After the retention policy is enabled, information removal is automatically handled by DDC through scrub jobs. The scrub jobs operate automatically at regular intervals, and you can view the complete details on the Operations tab. The scrubbing process clears the scan executions and reports from the cloud storage and CipherTrust Manager database, ensuring they don't show up in the list of executions.
After the scrub job is completed, scrubbed data is no longer accessible for report generation or scan executions, and it can't be restored.
Note
A retention policy is only available when TDPaaS is provisioned. Refer to TDPaaS Deployment Guide to learn how to provision TDPaaS.
Key features
Enable/Disable Flexibility: Activate or deactivate the Retention Policy at any time.
Automatic Scrubbing Jobs: Scrubbing jobs operate automatically at regular intervals to effectively manage data.

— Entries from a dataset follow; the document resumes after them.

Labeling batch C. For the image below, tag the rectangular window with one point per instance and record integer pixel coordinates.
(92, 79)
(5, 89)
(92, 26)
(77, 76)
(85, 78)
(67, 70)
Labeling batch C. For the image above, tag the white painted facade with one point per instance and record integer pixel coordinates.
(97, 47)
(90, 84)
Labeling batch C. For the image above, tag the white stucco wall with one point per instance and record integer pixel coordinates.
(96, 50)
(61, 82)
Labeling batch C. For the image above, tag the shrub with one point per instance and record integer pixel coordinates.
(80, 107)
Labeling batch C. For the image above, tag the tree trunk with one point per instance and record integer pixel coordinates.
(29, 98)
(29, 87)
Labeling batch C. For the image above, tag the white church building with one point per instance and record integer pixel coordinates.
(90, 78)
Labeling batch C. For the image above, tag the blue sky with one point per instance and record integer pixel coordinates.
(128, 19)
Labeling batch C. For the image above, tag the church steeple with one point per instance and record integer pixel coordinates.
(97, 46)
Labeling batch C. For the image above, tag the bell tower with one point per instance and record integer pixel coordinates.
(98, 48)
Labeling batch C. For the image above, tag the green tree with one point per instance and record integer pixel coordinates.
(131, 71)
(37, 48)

Retention Period: Flexibility to select the retention duration in the range of 3 to 60 months. If the retention period exceeds 60 months, it's recommended to avoid enabling the retention policy.

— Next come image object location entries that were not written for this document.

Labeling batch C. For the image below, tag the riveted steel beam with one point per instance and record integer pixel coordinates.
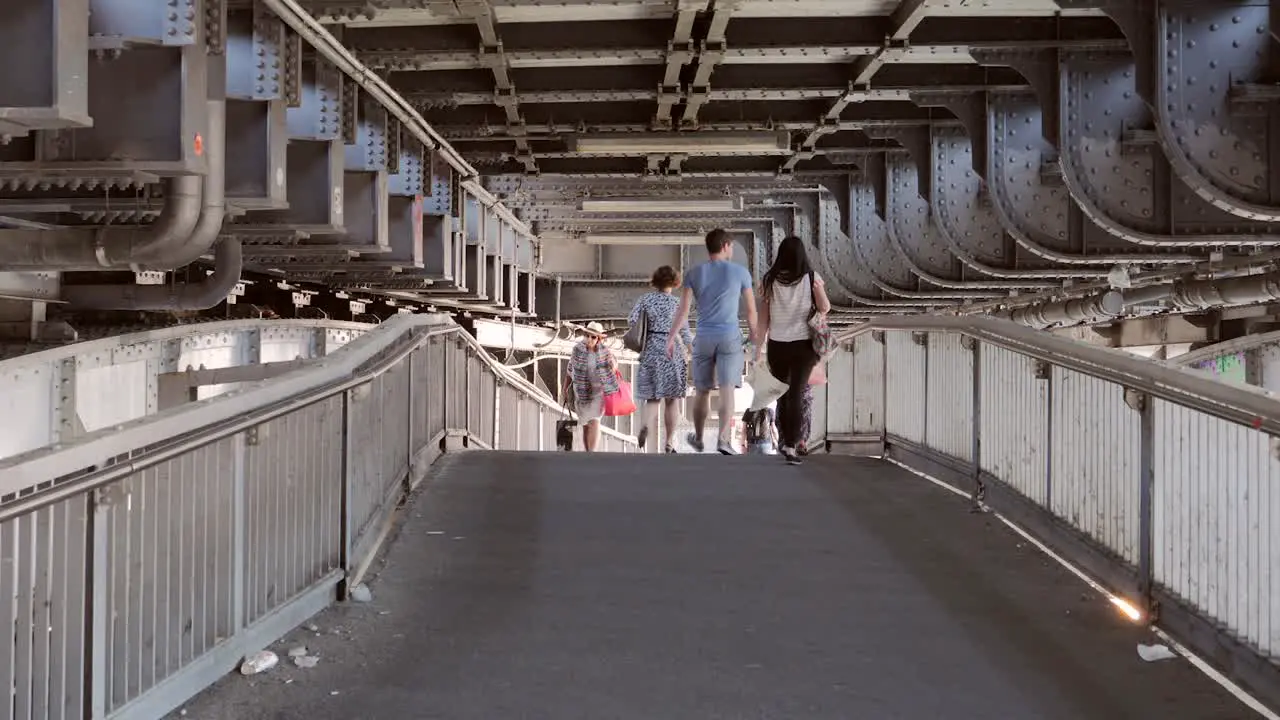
(964, 217)
(1041, 217)
(494, 58)
(913, 227)
(319, 115)
(256, 153)
(50, 44)
(1130, 190)
(255, 54)
(161, 132)
(680, 53)
(711, 54)
(1198, 64)
(841, 261)
(894, 260)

Data Management: Scrubbing job eliminates scan executions and reports from the cloud storage and the CipherTrust Manager database, ensuring they are no longer visible in the execution list.
View Job Details: Access information about scrub jobs, including:
Execution ID - Displays the execution ID of the scrub job.

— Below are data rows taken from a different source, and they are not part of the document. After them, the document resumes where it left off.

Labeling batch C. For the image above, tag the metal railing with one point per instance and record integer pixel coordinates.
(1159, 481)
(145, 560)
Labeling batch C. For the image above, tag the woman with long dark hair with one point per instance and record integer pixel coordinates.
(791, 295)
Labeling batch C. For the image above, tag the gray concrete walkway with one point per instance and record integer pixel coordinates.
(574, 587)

Execution Started - Displays the timestamp when scrub job execution started.
Duration - Displays the duration of the scrub job execution.
Status - Displays the current status.
Space Freed - Displays the amount of space freed from cloud storage and CipherTrust Manager databases in MBs.
Retention Period - Displays the retention period in months.
Filtering Options: Filter scrub job data based on the status of job executions and chosen date ranges.
Enabling retention policy
Log on to CipherTrust Manager.
Go to Settings > Cloud Management.
Select the Retention Policy tab.
Turn on the Retention Policy toggle.
Enter Retention Period in the range of 3 to 60 months. By default, it is set to 12 months.
Click Apply.
Note
If you enable retention policy and switch back to on-premises TDP, then retention policy doesn't disable automatically but remains ineffective.
Viewing Scrub job executions
After enabling the retention policy:
Go to the Operations tab.
This tab displays all scrub job executions up to the current date. Scrub jobs run automatically at a reasonable frequency.
Use the date filter to narrow down job executions to a specific date range.
Use the status filter to filter job executions as per Running, Completed, or Failed statuses.